To help her recall who her siblings are, Carreon writes their names on family photos and keeps them on her nightstand, scanning them each evening before bed to see which names and faces go together.
Carreon is still a member of the military — now attached to a medical-hold Army Reserve unit in Washington state.
A panel soon will review her case to see if she should be discharged, she said.
Besides memory loss, she has other problems: fainting spells that have robbed her of the ability to drive and hallucinations that startle her. She'll see someone creeping down the stairs or people darting in front of moving vehicles — when there's actually no one there.
"It's difficult, but you have to be positive and learn how to live with this," Carreon said. "You have to go forward and go on."
Vardi, TROT's program director, said that six weeks into the riding program, she's already seeing progress in Carreon's cognitive abilities.
"Claudia seems very happy on the horse, and it does seem to be helping with her memory skills," Vardi said.
For example, she said, Carreon now is able to remember from week to week the riding instructions she received in earlier sessions.

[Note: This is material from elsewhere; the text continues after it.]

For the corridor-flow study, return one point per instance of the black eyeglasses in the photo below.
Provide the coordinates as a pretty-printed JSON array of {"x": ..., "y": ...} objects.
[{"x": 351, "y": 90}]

Rene Suarez, a 31-year-old Navy veteran who suffers from rheumatoid arthritis and also is in the new riding program, said it's easy for people who are sick or disabled to get depressed and lie around all day.
Horseback riding keeps veterans connected to the community by getting them out of the house for fresh air and fun, he said.
"If you start feeling down about yourself and your condition, you tend to withdraw. This forces you to be around people, and that in itself is a big boost."